Françoise Vergès, Le Ventre des femmes : capitalisme, racialisation, féminisme

Paris, Albin Michel, coll. « Bibliothèques des idées », 2017, 229 p.
Michelle Zancarini-Fournel
p. 292-295
Bibliographical reference

Françoise Vergès, Le Ventre des femmes : capitalisme, racialisation, féminisme, Paris, Albin Michel, coll. « Bibliothèques des idées », 2017, 229 p.

Full text

1Ce livre qui a connu un certain écho éditorial pose des questions fondamentales à propos des sources sur lesquelles se fonde la démonstration de l’auteure, de ses présupposés théoriques et de la conduite de son argumentation. Françoise Vergès affirme « n’avoir fait ni enquête de terrain, ni recueilli de paroles de témoins » (p. 23). Elle s’est appuyée essentiellement sur le journal du Parti communiste réunionnais, « Témoignages », qui a produit des articles quasi-quotidiens entre décembre 1969 et décembre 1971 sur le cas d’une clinique à la Réunion où se pratiquaient avortements et ligatures des trompes sur des femmes pas toujours au courant de ce qui était pratiqué sur leurs corps, soit 8 000 avortements par an réalisés entre 1969 et 1971 dans la clinique privée du docteur Moreau, notable de La Réunion (maire, conseiller général, président du syndicat des médecins). Les médecins qui ont effectué dans cette clinique les avortements à la chaîne, et par ailleurs fraudé la Sécurité sociale et l’Assistance médicale gratuite (AMG), sont acquittés au terme du procès en appel, à l’exception d’un médecin d’origine marocaine et d’un infirmier-chef réunionnais. Françoise Vergès cite aussi des extraits de journaux et magazines métropolitains (France Soir, Le Canard enchaîné, Le Nouvel Observateur, Politique Hebdo, Le Monde, L’Humanité, Minute) qui prouveraient que l’opinion métropolitaine a été informée de cette situation paradoxale : une propagande antinataliste est diffusée officiellement à La Réunion (dont le député est le populationniste Michel Debré), alors qu’en métropole les avortements sont poursuivis en justice (procès de Bobigny en 1972). À partir de cette seule étude de cas, l’auteure produit une théorie globale sur la racialisation, le capitalisme racial et le féminisme.

  • 1 Voir Capucine Boidin, « Études décoloniales et postcoloniales dans les débats français », Cahiers (...)
  • 2 Voir Christine Bard, Les Filles de Marianne. Histoire des féminismes (1914-1940), Paris, Fayard, (...)

2Politiste, Françoise Vergès construit une théorie sur la racialisation par l’État du ventre des femmes dans les départements d’Outre-mer. La racialisation est définie ici comme une catégorie analytique qui impliquerait un processus de longue durée depuis la traite et l’esclavage colonial. Cette généalogie reste à démontrer. Dans l’introduction, l’auteure reprend les concepts foucaldiens de biopouvoir et les théories postcoloniales qu’elle assimile aux théories décoloniales1. Françoise Vergès traduit la notion de « colonialité du pouvoir » définie par le sociologue péruvien Anibal Quijano par le traitement différencié des territoires de la République qui n’auraient pas tous les mêmes droits. Les thèses développées dans Le Ventre des femmes ont été systématisées, rigidifiées, dans Un féminisme décolonial (La Fabrique éditions, 2019). L’auteure considère que le féminisme « blanc » défini comme « civilisationnel » rejoue la « mission civilisatrice » de la colonisation. Outre l’assimilation abusive de toutes les féministes à des colonialistes (ce qui ne veut pas dire qu’il n’y en a pas eu), employer le terme féminisme au singulier pose question car on a démontré depuis longtemps la diversité des positionnements féministes2.

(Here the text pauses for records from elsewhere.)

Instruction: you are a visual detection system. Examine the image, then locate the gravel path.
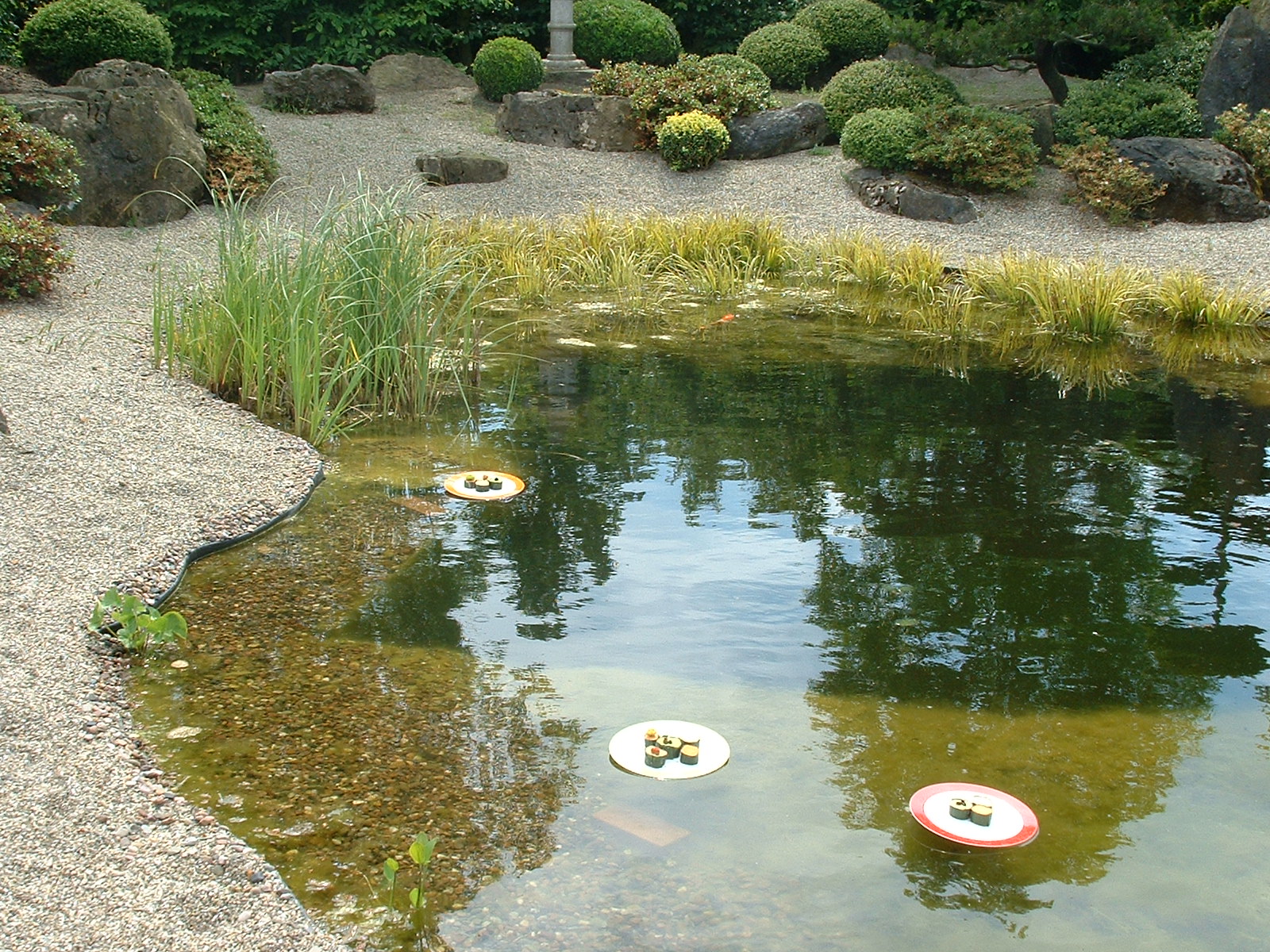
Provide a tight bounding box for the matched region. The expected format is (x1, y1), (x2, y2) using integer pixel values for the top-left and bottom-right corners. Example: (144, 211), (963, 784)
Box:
(0, 93), (1270, 952)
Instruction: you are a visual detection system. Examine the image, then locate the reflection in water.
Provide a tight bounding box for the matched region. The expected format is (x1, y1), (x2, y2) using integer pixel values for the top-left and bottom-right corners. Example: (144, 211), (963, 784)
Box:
(809, 694), (1203, 924)
(131, 325), (1270, 950)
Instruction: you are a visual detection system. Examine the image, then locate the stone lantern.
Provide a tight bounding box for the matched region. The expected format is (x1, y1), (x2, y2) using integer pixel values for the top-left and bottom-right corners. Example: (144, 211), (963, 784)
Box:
(542, 0), (587, 72)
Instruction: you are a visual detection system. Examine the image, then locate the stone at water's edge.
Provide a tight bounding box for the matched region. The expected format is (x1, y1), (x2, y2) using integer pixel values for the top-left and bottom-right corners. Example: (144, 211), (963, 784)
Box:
(260, 62), (375, 113)
(5, 60), (207, 227)
(366, 53), (476, 93)
(724, 102), (829, 159)
(843, 167), (979, 225)
(414, 152), (506, 186)
(1111, 136), (1270, 224)
(1196, 0), (1270, 133)
(495, 90), (637, 152)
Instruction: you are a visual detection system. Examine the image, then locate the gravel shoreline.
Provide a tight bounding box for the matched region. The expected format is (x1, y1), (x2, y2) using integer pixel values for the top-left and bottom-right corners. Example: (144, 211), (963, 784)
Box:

3Le deuxième axe de la construction théorique de Françoise Vergès porte sur le « capitalisme racial » qui, dans l’économie capitaliste, produirait de la valeur par l’exploitation en faveur des Blancs d’êtres humains racisés. On peut être surpris de l’affirmation réitérée selon laquelle « tous les esclaves sont des Africains noirs et les propriétaires d’esclaves des Blancs » (p. 17 et p. 19), alors même que la situation des libres de couleur propriétaires d’esclaves est indiquée en note. Plusieurs documents commentés dans ce numéro de Clio. FGH sur « Le genre dans les mondes caribéens » montrent bien la complexité de l’articulation entre genre, classe et race, les femmes libres de couleur étant aussi propriétaires d’esclaves. Françoise Vergès s’appuie sur l’analyse du capitalisme de Silvia Federici et sa définition des origines du capitalisme patriarcal. Avec le développement du capitalisme serait née une politique centrée sur le corps des femmes et la procréation, caractéristique fondamentale de la production de la force de travail. Cette politique aurait transformé le corps des femmes en machines à produire, d’où les lois contre les femmes jusqu’à la peine de mort infligée pour avortement sous le régime de Vichy.

4Le troisième axe de la réflexion de Françoise Vergès met en cause le mouvement féministe des années 1970 qui, au moment où se déroulait en métropole le combat des « féministes blanches » pour la contraception et l’avortement, n’aurait pas vu l’existence d’un « patriarcat d’État racial dans la République ». Dire que la question « des avortements forcés dans les DOM » (p. 22) aurait été évacuée par les féministes métropolitaines ne prend pas en compte un certain nombre de textes : une déclaration du Mouvement pour la liberté de l’avortement (MLA) publiée le 22 mai 1971 – ironie de l’affaire – dans le journal Témoignages du Parti communiste réunionnais ; la Charte du MLAC en 1973 qui demande « la suppression des inégalités d’une contraception qui est réprimée en métropole, pour les mineures en particulier, et favorisée par une politique raciste et malthusienne dans les DOM/TOM » ; enfin une déclaration de Gisèle Halimi dans Choisir. La cause des femmes, en 1973 ; tous ces textes soulignant la différence de politique gouvernementale entre la métropole (refus de la contraception et l’avortement, poursuites judiciaires en 1972 contre avorteuses et avortée dans les procès de Bobigny) et les départements d’Outre-mer. La dénonciation par Françoise Vergès des « féministes-blanches-bourgeoises » – outre la nécessité de s’interroger sur la définition et la légitimité de ces catégories essentialisées reliées indissolublement entre elles – énonce le problème dans des termes anachroniques apparus au xixe siècle sous la plume des proudhoniens et des socialistes, puis du parti communiste au xxe siècle, considérant toutes les féministes comme des bourgeoises.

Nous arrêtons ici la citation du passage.